After the Panic of 1857, Klaus entered the lumber industry, first building a sawmill, then acquiring others. With these resources he entered the shingle trade. Over the next decade, Green Bay grew to become the primary shingle market in the world, and Klaus became the largest buyer, manufacturer, and trader of the material in the United States. Klaus became a major investor in Green Bay, buying and building all around the city. On the 1870 census, Klaus listed his real-estate value as $120,000 ($ in dollars).

==Political career==

After his term as city treasurer, Klaus later served as Brown County treasurer.

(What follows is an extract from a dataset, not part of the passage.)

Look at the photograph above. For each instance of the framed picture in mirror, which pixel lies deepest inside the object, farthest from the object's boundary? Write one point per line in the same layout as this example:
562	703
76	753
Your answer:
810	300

He served on the City Council for three terms before being elected mayor of Green Bay in the spring of 1868. He was re-elected twice in 1869 and 1870.

==Move West==
The Panic of 1873 virtually bankrupted Klaus, and in 1874 he moved west to settle in Jamestown, North Dakota. He rose again in business, buying and selling buildings, land, and houses, and is considered one of the city's founders. Klaus donated land for a municipal park in Jamestown, North Dakota, which was named Anton Klaus Park for him.

==Family and personal life==

Klaus married Appolonia Whiteson on November 8, 1853. They had four children.

Klaus died on July 22, 1899, in Jamestown, North Dakota. His wife preceded him in death; they are buried together at the Allouez Catholic Cemetery in Green Bay.